Cloud computing has a most vulnerable security concerns as virtualization. This paper presents a Trace-enable Virtualization protection framework named TVGuarder, which protects IaaS user's important data from being illegally accessed or maliciously damaged by insider attacks. A threat model is established to characterize cloud-oriented insider attacks and countermeasures are proposed in TVGuarder. First, LSM hooks in host OS kernel are leveraged to enforce that VM images could only be accessed by host virtualization service. Second, a trusted loading mechanism is proposed to prevent tampered or disguised virtualization process from being executed in Host OS. Third, a log-based back tracing mechanism is designed to record full call trace of VM operations and guarantee that only legitimate VM operations are allowed. TVGuarder has been implemented in Openstack platform and several comprehensive experiments are conducted. Experimental results show that TVGuarder can identify several important insider attacks and protect virtual machine images with only a small performance degradation.
Top1. Introduction
Recent years witness the rapid development of cloud computing. In cloud environments, resources are virtualized and provided as various kinds of services over the Internet. Based on the service level, cloud services could be classified into three types: Infrastructure as a Service (IaaS), Platform as a Service (PaaS) and Software as a Service (SaaS). Among the three, IaaS is the most popular one which leverages virtualization technology to multiplex the underlying hardware, encapsulates applications and operating systems (OS), and provides users with secure and dedicated computing environments. Many IaaS cloud platforms such as Amazon EC2, Microsoft Azure and Aliyun have emerged and provided great flexibility and convenience to the cloud users. However, with the prevalence of cloud computing, new security challenges arise. The security of customers’ sensitive data become a key concern if being put into cloud environments (Tang, Cui, Li, Ren, Liu, & Buyya, 2016).
Though Cloud Service Providers (CSP) usually make privacy commitments to the cloud users, users’ data is still at risk of leakage or damage (Lin, Liu, Hu, & Ni, 2016). Recent research works focus on protecting users’ data or virtual machines from untrustworthy CSPs. Ali et al. (2015) proposed a cloud-based secure data storage and sharing methodology which leverages third-party to help protect user data. However, it is not practical in real IaaS cloud environments. The cloud system performance will suffer a lot since data needs to be transferred from third-party to cloud platforms when doing computation. Murugaiyan et al. (2014) presented a generic privacy preventing framework to protect cloud digital data from unauthorized user attackers. Kazim et al. (2013) and Pandey et al. (2014) focused on the risk that virtual images of cloud users could be leaked after being uploaded to cloud environments, and used encryption-based schemes to encrypt the virtual images before uploaded. Virtual images will be decrypted before use but after leaving cloud platforms. Though encryption and decryption can ensure the secrecy and privacy of virtual images, it will also consume lots of CPU cycles and greatly degrade system performance. Tan et al. (2012), Xia et al. (2013) and Miu (2015) proposed leverages nested virtualization to monitor the behavior of CSPs and protect the security of users’ virtual machines from being tampered by malicious CSPs. However, this approach requires distinguishing VMM-level operations from guest-level operations and needs to do a large amount of patch work on current implementation of cloud platforms, which limits its usability.
The above research works hold a basic assumption that CSPs are untrustworthy, but the reality is that CSPs has no motive to deliberately leak users’ data. On the other hand, the real enemy that threaten the security of cloud users most is insider attack. According to the report from Cloud Security Alliance (2010), malicious insider attack is listed as one of the most important classes of cloud-specific threats in 2016, and another important risk is misoperation of cloud operators. However, the detection and prevention of insider attacks is a non-trivial task. First, the insiders such as cloud operators usually have administrator privileges and could arbitrarily access and manipulate the data of cloud users. Second, even if we restrict the privileges of insiders, we can still not guarantee that these privileges are not abused.
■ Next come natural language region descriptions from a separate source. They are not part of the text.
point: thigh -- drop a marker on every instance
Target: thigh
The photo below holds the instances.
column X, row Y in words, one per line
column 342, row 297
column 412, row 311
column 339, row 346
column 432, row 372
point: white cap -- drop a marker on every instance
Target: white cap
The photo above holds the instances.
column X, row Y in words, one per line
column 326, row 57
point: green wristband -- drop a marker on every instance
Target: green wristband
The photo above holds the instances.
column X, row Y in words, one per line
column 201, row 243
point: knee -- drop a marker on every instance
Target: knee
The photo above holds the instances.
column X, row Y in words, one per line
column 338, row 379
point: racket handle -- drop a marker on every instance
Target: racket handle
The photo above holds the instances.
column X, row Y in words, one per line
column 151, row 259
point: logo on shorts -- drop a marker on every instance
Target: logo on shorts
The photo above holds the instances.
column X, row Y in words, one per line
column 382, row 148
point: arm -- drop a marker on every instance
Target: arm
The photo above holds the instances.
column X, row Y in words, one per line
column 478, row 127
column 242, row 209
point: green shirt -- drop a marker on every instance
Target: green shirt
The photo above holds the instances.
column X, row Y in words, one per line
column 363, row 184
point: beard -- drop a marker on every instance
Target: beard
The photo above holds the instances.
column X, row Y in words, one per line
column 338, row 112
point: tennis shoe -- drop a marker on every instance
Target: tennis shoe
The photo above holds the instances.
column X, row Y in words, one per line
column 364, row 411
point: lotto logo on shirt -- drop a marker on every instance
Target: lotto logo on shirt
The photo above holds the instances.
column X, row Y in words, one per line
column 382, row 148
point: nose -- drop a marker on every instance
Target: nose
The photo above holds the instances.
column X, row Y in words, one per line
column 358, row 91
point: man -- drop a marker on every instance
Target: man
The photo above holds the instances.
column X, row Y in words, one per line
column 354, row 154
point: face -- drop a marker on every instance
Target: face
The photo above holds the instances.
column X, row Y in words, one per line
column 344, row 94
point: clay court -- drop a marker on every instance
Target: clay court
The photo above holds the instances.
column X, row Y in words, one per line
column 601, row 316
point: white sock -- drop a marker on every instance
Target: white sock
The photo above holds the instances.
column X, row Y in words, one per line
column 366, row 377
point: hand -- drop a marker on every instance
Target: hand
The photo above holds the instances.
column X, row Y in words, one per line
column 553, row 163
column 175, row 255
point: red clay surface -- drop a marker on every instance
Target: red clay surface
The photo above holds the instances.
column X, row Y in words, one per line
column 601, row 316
For example, a malicious administrator could directly access the images of a user’s virtual machine on the compute nodes without being known by the user who owns this virtual machine. Third and last, it is hard to trace the behaviors of malicious insiders since they could evade detection by deleting system logs or disguising as normal users. The practical need suggests the design and development of new security techniques to protect the data of cloud users from misoperations and malicious insider attacks.